What’s that you say? You want to change your job completely this year? Then do it right now! It’s never too late to begin a new career. (Print out this cartoon and carry it in your wallet for inspiration.)
Alexandre and I have had several jobs before we opened our Mustard and Boloney cartoon diner. We’ve found that we’re much better at frying up jokes than cookin’ the books.
So, start 2015 off with a bang! And remember, once you’ve made a change – stick with it. Resolve to make those resolutions stick. (use crazy glue if need be)
Oh, and by-the-way, the milkshake you ordered is ready; the one made with skim milk, low fat ice cream and artificial sweetener.
Bon Apetite!
Fries Or Salad. Which One Shall It Be?
As I get older I tend to look back on some of the choices that I’ve made in the past. (did I really want fries with that? Should I have gone with salad? Or would I have been happy enough with just the burger? ) Is it the same for everyone as you age? What might the outcome of something had been if I’d chosen a completely different menu path? (I’d probably not be as heavy if only I had of avoided those tasty fries; thank heavens for Lipitor) Have I ‘evolved’ or simply gone along for the ride?
Someone once said to me that he was an expert in his chosen field because he had twenty years experience on the job (and with the same company).

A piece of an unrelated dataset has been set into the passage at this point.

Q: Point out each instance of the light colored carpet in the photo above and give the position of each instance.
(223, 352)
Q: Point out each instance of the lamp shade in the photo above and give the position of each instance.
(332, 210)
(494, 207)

I was suitably impressed then sat and thought more about that statement a bit. (while I ate a few fries) What was he really saying? Was it, “I have twenty years experience on the job” or rather, “I have one years experience twenty times.” Had he ‘evolved’ or just remained relatively the same?
Perhaps that is a question that can only be answered by a higher authority than I.
Perhaps there is no ‘right’ answer; only lefts.
Perhaps every bone is connected, and it doesn’t matter what road you take so long as you don’t fall over a rock (or untied shoelace) and break any of them.
Maybe I need to make a list of things that had circumstances been different I might have done.
Maybe I need to actually ‘do’ some of those things on that list. Experience them fully without bumping into..well, you know..the guy in the dark robe.
Maybe I need to ‘walk the walk’ and not’ talk the talk’.
Maybe I should check my thesaurus and find another word (s) to use instead of ‘maybe’ all the time.
Life is definitely full of multiple choices.
You say ‘tomato; I say ‘tomahto’. You say ‘potato’; I say ‘potahto’.
Everything is relative.
And, speaking of relatives, I wonder what this fish did evolve in to? (maybe me) But, it would have stayed the same had it not left the security of the pond.
So, is it time for a change? Are you ready to leave the warm waters of ‘same old, same old’?
If so, then I humbly suggest you take along some scuba gear. You may occasionally wish to return to your humble beginnings for a bit of familiarity from time-to-time, and to visit those whose road was not as dry and traveled as yours.